Letícia Sabatella: 'Tomara que a Rio+20 não seja só uma festa'


O nome dela é Tokoe. Ou melhor, este é o nome com que índios do Tocantins a batizaram quando ela passou dias comendo e dormindo na tribo, por opção. Acabou filmando, a pedido deles, o documentário "Hotxuá", lançado em 2009. Aos 40 anos, Letícia Sabatella carrega no currículo duas estadias na tribo dos Krahôs, um acampamento com integrantes do Movimento dos Sem Terra (MST), diversas participações em campanhas relacionadas ao meio ambiente e muitas idas ao Pará – estado com quadro histórico de trabalho escravo. Ah, sim, ela também é atriz.
Mineira, Letícia se mudou para Curitiba aos quatro anos. Aprendeu com a mãe, criada em fazenda, e com o pai, engenheiro de usina hidrelétrica, a ter uma relação próxima com a natureza. Hoje, seja nos pequenos hábitos, como separar o lixo – que depois o porteiro acaba misturando – ou nas grandes manifestações de apoio aos sem-terra e aos índios, Letícia se destaca entre as celebridades pela vocação para ambientalista. Integrante do Movimento Humanos Direitos, fundado em 2000, ela se reveza com artistas como Dira Paes e Camila Pitanga para usar a fama em favor de ativistas ameaçados de morte.
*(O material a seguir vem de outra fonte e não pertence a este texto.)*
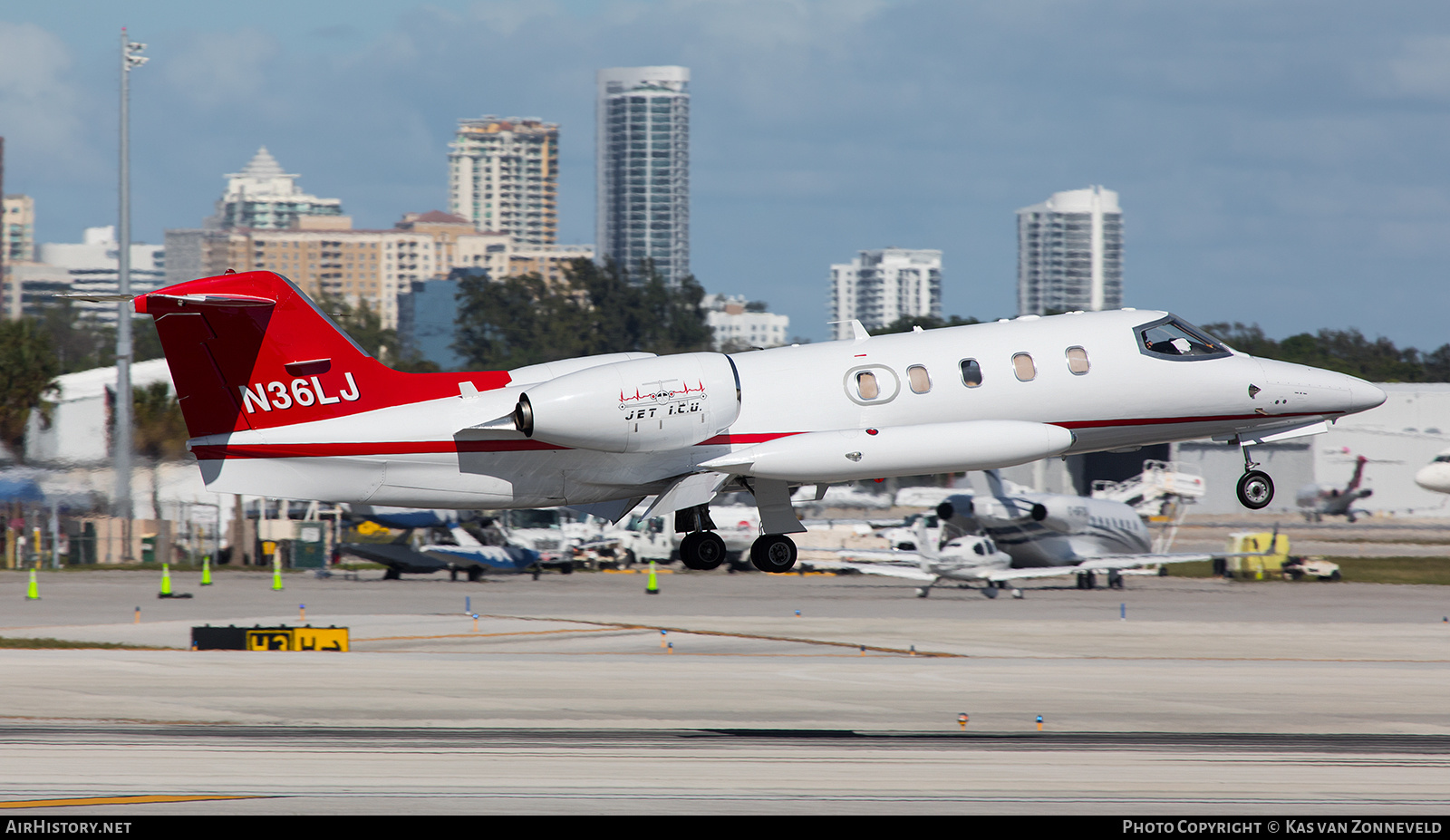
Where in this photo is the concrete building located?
[701,294,790,352]
[1173,383,1450,517]
[448,116,558,246]
[1017,188,1122,314]
[39,225,167,325]
[828,248,941,340]
[397,268,469,370]
[0,261,74,319]
[594,67,691,285]
[167,210,593,328]
[0,196,34,266]
[203,147,343,231]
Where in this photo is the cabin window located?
[1012,352,1037,381]
[962,358,981,387]
[906,364,931,393]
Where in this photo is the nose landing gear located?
[1237,447,1273,511]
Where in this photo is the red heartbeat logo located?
[619,380,705,401]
 Esperanças para a Rio+20 
"Tomara que não seja apenas uma festa. Temos de aproveitar esse momento tão bonito de união, de esperança, para aliarmos o discurso à prática, à nossa política econômica. Fui convidada para participar de alguns eventos durante a conferência, mas ainda sei se vou participar mesmo".

 O início 
"Em 1992, eu fui para a Rio Maria, uma cidade do extremo sul do Pará, pela primeira vez. Eu estava grávida e lá encontrei líderes sindicais ameaçados de morte, junto com o padre Ricardo Rezende. Lembro de ver as queimadas ao longo da viagem, na Região Amazônica. Os fazendeiros queimavam tudo para transformar em pasto. Eram grandes extensões de terra sendo destruídas. Plantações de babaçu, muito importantes para a economia regional, eram queimadas pelos grandes latifundiários, que botavam gado no lugar. E isso não gerava benesse alguma para a região, apenas para fora. Era triste de ver. Mas, lá, eu ouvi algo que me pareceu uma metáfora para a luta dessas pessoas, que estavam sendo ameaçadas e assassinadas em grande escala: quando você queima o babaçu, ele nasce mais forte. Chega um momento que a terra não dá mais conta e a região vira um deserto, como a gente viu acontecer com a Zona da Mata, de tanto se plantar apenas cana-de-açúcar. Mas, assim que você queima o babaçu, ele se torna mais resistente. E é assim com as pessoas também, que têm a causa da luta revigorada".

Lições da tribo
"Os índios Krahôs, que eu conheci mais intimamente, têm santuários ecológicos, que eles nunca vão explorar. Eles já passaram fome, já passaram muita dificuldade, mas eles nunca vão a esses lugares, porque acreditam que, se explorarem, tudo vai se acabar. E esse limite a gente tem que reconhecer que é o limite do sagrado em relação ao meio ambiente e o nosso como Humanidade. Temos que pensar até onde e de que forma a gente pode interferir. Precisamos aprender muito com a filosofia de equilíbrio que os índios têm. Eles foram fundamentais para que a floresta tropical como conhecemos passasse a existir e são essenciais para a saúde do planeta".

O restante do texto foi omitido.